Background: Development of automatable processes for clustering proteins into functionally relevant groups is a critical hurdle as an increasing number of sequences are deposited into databases. Experimental function determination is exceptionally time-consuming and can't keep pace with the identification of protein sequences. A tool, DASP (Deacon Active Site Profiler), was previously developed to identify protein sequences with active site similarity to a query set. Development of two iterative, automatable methods for clustering proteins into functionally relevant groups exposed algorithmic limitations to DASP.
Results: The accuracy and efficiency of DASP was significantly improved through six algorithmic enhancements implemented in two stages: DASP2 and DASP3. Validation demonstrated DASP3 provides greater score separation between true positives and false positives than earlier versions. In addition, DASP3 shows similar performance to previous versions in clustering protein structures into isofunctional groups (validated against manual curation), but DASP3 gathers and clusters protein sequences into isofunctional groups more efficiently than DASP and DASP2.

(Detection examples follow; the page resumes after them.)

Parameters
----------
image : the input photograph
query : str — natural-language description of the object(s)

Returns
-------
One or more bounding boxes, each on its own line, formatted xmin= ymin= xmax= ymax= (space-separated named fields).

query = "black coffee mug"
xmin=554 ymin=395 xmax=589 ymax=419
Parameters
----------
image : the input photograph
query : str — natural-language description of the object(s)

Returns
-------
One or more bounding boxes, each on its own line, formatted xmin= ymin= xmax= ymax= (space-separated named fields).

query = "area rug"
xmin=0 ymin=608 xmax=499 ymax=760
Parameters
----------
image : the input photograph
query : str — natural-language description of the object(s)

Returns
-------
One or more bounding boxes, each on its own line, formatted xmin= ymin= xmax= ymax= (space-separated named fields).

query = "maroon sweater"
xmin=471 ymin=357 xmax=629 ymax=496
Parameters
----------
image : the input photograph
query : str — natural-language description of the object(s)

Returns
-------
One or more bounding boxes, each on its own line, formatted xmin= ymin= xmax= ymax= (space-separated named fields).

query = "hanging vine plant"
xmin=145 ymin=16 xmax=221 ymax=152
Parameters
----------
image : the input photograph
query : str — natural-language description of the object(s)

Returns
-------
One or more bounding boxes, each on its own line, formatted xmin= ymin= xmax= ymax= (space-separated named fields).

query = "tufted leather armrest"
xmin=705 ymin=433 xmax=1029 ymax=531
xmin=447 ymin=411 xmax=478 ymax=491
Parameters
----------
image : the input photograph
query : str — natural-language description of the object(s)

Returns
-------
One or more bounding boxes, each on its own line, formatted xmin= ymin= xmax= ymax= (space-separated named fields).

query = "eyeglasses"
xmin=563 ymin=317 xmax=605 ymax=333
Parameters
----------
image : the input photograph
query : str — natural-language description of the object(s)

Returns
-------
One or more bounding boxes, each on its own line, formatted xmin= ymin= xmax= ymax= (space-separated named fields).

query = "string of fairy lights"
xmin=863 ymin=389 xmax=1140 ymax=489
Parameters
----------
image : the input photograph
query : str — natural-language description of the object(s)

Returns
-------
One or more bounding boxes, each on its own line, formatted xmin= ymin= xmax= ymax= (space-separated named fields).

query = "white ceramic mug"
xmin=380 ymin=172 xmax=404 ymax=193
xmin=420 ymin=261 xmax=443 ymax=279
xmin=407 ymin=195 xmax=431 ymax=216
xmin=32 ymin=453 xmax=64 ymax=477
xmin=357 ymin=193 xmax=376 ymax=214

Conclusions: DASP algorithmic enhancements resulted in improved efficiency and accuracy of identifying proteins that contain active site features similar to those of the query set. These enhancements provide incremental improvement in structure database searches and initial sequence database searches; however, the enhancements show significant improvement in iterative sequence searches, suggesting DASP3 is an appropriate tool for the iterative processes required for clustering proteins into isofunctional groups.
Keywords: Active site profiling; Functionally relevant clustering; Misannotation; Protein function annotation.